Study 2: Outcomes of DIF Assessment Using H-OR and H-DFTD

Through the results of Simulation Study 1, the H-IT method outperformed the H-OR method in selecting DIF-free items as the reference. Therefore, the H-IT method was adopted in Simulation Study 2 to select reference items for the H-DFTD method. Results of Simulation Study 2 were divided into two parts and listed in Tables 2 and 3 for impact equal 0 and 0.5, respectively. Within these two tables, inflated mean Type I error rates and their corresponding power rates are given in italics. A conservative criterion of Type I error rate of 0.10 was used in this study, that is, Type I error rates higher than 0.10 would be taken as inflated.

Table 2.

Type I Error Rates and Powers of DIF Assessment Using H-OR and H-DFTD for Conditions With the Impact = 0.

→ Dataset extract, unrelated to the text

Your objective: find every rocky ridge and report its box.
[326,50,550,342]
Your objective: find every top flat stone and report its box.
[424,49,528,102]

			Type I error rate				Power
			Reference = 1		Reference = 4		Reference = 1		Reference = 4
Sample size	DIF pattern	DIF %	H-OR	H-DFTD	H-OR	H-DFTD	H-OR	H-DFTD	H-OR	H-DFTD
R500/F250	Constant	0	0.04	0.01	0.04	0.02
		20	0.05	0.01	0.05	0.03	0.94	0.84	0.94	0.94
		40	0.05	0.04	0.05	0.11	0.94	0.61	0.94	0.82
	Balanced	0	0.04	0.01	0.04	0.02
		20	0.04	0.01	0.04	0.03	0.93	0.89	0.93	0.95
		40	0.05	0.01	0.05	0.03	0.88	0.83	0.88	0.90
R250/F250	Constant	0	0.05	0.01	0.05	0.03
		20	0.04	0.01	0.04	0.03	0.86	0.72	0.86	0.85
		40	0.04	0.04	0.04	0.11	0.86	0.46	0.86	0.64
	Balanced	0	0.05	0.01	0.05	0.03
		20	0.05	0.01	0.05	0.03	0.88	0.81	0.88	0.90
		40	0.05	0.01	0.05	0.02	0.80	0.73	0.80	0.82
R250/F150	Constant	0	0.04	0.01	0.04	0.02
		20	0.03	0.01	0.03	0.03	0.77	0.57	0.77	0.76
		40	0.05	0.03	0.05	0.11	0.73	0.31	0.73	0.49
	Balanced	0	0.04	0.01	0.04	0.02
		20	0.05	0.01	0.05	0.03	0.75	0.66	0.75	0.80
		40	0.04	0.00^a	0.04	0.03	0.72	0.61	0.72	0.74

Note: DIF = differential item functioning; H-OR = original hierarchical generalized linear model (HGLM) method; H-DFTD = HGLM method with DIF-free-then-DIF (DFTD) strategy; R250/F250 = the sample sizes for the reference and focal groups are both 250, and so on for other conditions; constant = all DIF items favored to the reference group; balanced = one half of DIF items favored to one group and the other half favored to another group; reference = n means n reference items were used in the DFTD strategy. Mean Type I error rates higher than 0.10 and their corresponding mean power rates are given in italics.

The Type I error rate here is actually 0.003.

Table 3.

Type I Error Rates and Powers of DIF Assessment Using H-OR and H-DFTD for Conditions With the Impact = 0.5.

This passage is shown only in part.